CPUファンが常に全開ならCPUが壊れていますか?

CPU故障とは限りません。高いCPU使用率、ほこり、通気不良、CPUクーラーの接触、グリス、ファン設定などでも全開になります。まずCPU負荷と温度が高いかを確認してください。

CPU温度が80℃なら異常ですか?

温度だけで一律には判断できません。CPU型番、負荷状態、最大ジャンクション温度によって意味が異なります。Intel・AMDの製品仕様で、そのCPUのTjunction/Tjmaxを確認してください。

起動時だけファンが全開になります

数秒~十数秒で通常回転へ戻るなら、機種によっては正常な動作です。HPも一部PCで起動直後にファンが5~20秒程度大きく回る場合があると案内しています。Windows起動後も長時間全開なら切り分けを進めてください。

CPU使用率は5%以下なのにファンが全開です

CPU温度を確認してください。温度が高ければ冷却不良、温度も低ければファン制御・センサー・BIOS/ECの問題が候補になります。

CPUグリスを塗り直せば静かになりますか?

グリスやクーラー接触が原因なら改善する可能性がありますが、CPU負荷やファン制御が原因なら効果はありません。クーラーを取り外した、長期間使用して温度が上がったなど、冷却不良の根拠がある場合に検討してください。

BIOSでファン回転数を下げてもよいですか?

温度が正常で、マザーボードメーカーの公式ファン制御機能を理解している場合は調整できます。ただし、騒音だけを理由にCPUファンを極端に低回転へ固定するのは避けてください。まず全開になる原因を確認します。

ファン交換をした方がよいですか?

ファンが機械的に故障している、回転数検出がおかしい、異音が出ている場合は交換候補です。単に高速で回っているだけなら、CPU温度・負荷・制御が原因の可能性があるため、先に切り分けてください。

まとめ

CPUファンが常に全開で回る場合は、「CPUが本当に熱いから全開なのか」「温度は低いのに制御だけ全開なのか」を分けて考えることが重要です。
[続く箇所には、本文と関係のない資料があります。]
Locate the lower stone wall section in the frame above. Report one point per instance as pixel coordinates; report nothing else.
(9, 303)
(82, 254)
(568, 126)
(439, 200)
最初にタスクマネージャーでCPU使用率を確認し、次にCPU温度を確認します。CPU温度の正常・異常は一律の数字ではなく、CPU型番ごとのTjunction/Tjmaxを基準に判断してください。

CPU使用率が低いのに高温なら、通気口、ほこり、CPUクーラー、グリス、簡易水冷ポンプなど冷却系を確認します。温度も低いのにBIOS画面から全開なら、ファン制御設定、PWM/DC、センサー、BIOS/EC、マザーボード側を疑います。

BIOS更新やPC分解、ファン交換は初期の対処にせず、負荷・温度・通気・冷却系の順に原因を絞ってから行うのが安全です。